Metacritic gave it a 69. Steam players handed in 617,670 reviews and rated it 86% positive. One of those numbers tells you what critics thought in 2018. The other tells you what 5.8 million unique players think now.

Rust is sitting at #10 on Steam’s Top Sellers chart this week, half-price at $19.99, with 57,858 people playing right now. That’s not a sale bump — that’s a random Tuesday for a game that officially launched over eight years ago and has been running in some form for twelve.

The survival genre is a graveyard of early access promises. DayZ stumbled. The Forest wrapped up and moved on. Conan Exiles settled into a niche. Rust just kept updating — every first Thursday of the month, guaranteed — with major drops like February’s Naval update adding player-built boats and deep-sea exploration.

The numbers are absurd for a game critics were lukewarm on. Facepunch reported a peak of 259,646 concurrent players in 2025, the highest in the game’s history — not some launch-week spike. Over 700 million hours played. Community skin creators have earned $32.7 million and counting.
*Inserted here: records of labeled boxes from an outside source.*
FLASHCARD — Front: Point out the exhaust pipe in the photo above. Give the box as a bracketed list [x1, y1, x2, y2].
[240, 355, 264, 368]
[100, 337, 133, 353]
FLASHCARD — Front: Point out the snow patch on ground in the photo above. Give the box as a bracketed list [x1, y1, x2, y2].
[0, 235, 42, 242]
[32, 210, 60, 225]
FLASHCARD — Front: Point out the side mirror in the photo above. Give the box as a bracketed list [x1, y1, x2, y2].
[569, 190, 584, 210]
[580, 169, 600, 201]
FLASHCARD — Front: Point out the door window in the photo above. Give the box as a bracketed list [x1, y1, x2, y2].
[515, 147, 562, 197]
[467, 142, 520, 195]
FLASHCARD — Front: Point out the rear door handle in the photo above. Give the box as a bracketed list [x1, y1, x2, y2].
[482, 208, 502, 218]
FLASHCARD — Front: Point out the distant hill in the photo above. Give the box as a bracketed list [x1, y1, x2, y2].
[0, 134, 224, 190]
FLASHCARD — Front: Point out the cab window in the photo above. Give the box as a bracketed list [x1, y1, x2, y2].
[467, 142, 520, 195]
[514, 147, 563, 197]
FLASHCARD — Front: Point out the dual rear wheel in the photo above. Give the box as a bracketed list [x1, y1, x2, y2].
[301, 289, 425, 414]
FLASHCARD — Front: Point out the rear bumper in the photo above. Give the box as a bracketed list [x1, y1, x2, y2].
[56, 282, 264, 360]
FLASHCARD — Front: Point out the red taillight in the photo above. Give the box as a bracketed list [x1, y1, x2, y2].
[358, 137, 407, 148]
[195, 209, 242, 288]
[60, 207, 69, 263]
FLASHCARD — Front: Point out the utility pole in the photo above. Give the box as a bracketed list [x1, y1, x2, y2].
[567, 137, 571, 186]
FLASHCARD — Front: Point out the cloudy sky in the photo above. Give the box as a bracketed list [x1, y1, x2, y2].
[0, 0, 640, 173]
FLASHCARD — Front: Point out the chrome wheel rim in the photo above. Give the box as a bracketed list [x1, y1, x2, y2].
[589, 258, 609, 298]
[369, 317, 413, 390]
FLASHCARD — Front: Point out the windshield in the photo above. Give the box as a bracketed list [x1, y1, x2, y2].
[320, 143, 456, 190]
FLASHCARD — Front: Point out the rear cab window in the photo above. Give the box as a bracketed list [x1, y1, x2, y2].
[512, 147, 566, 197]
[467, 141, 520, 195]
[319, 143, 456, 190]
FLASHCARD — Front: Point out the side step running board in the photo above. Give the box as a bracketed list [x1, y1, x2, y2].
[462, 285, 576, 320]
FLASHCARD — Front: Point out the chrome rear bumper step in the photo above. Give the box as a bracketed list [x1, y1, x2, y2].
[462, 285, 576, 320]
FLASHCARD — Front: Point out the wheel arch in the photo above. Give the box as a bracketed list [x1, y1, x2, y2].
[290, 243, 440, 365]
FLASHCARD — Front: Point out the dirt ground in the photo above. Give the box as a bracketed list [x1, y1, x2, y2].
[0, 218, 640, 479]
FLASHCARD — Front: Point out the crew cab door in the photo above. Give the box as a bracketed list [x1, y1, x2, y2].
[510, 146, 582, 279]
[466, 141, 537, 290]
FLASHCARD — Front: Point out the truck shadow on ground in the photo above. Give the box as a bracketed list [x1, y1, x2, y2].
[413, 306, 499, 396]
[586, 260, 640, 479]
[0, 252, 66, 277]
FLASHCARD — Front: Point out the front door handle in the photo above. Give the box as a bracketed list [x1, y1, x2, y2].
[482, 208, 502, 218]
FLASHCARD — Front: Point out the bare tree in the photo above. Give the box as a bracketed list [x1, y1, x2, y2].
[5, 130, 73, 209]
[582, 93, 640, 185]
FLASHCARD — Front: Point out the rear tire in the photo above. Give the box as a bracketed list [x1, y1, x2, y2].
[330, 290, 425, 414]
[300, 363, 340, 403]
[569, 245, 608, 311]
The anti-cheat team handed out 338,000 bans last year and still the queues stay full.

What keeps Rust alive isn’t mystery — it’s momentum. Facepunch shipped 400 quality-of-life changes in 2025 alone, a Primitive mode, jungle biomes with tigers and crocodiles, and a premium server system that gates cheaters behind a $15 inventory requirement. The 2026 roadmap includes animal breeding, new monuments, and a global Rust Mobile release.

The Metacritic 69 sits there like a typo. Either critics missed something, or 617,000 players are all wrong. The concurrent numbers suggest it isn’t the players.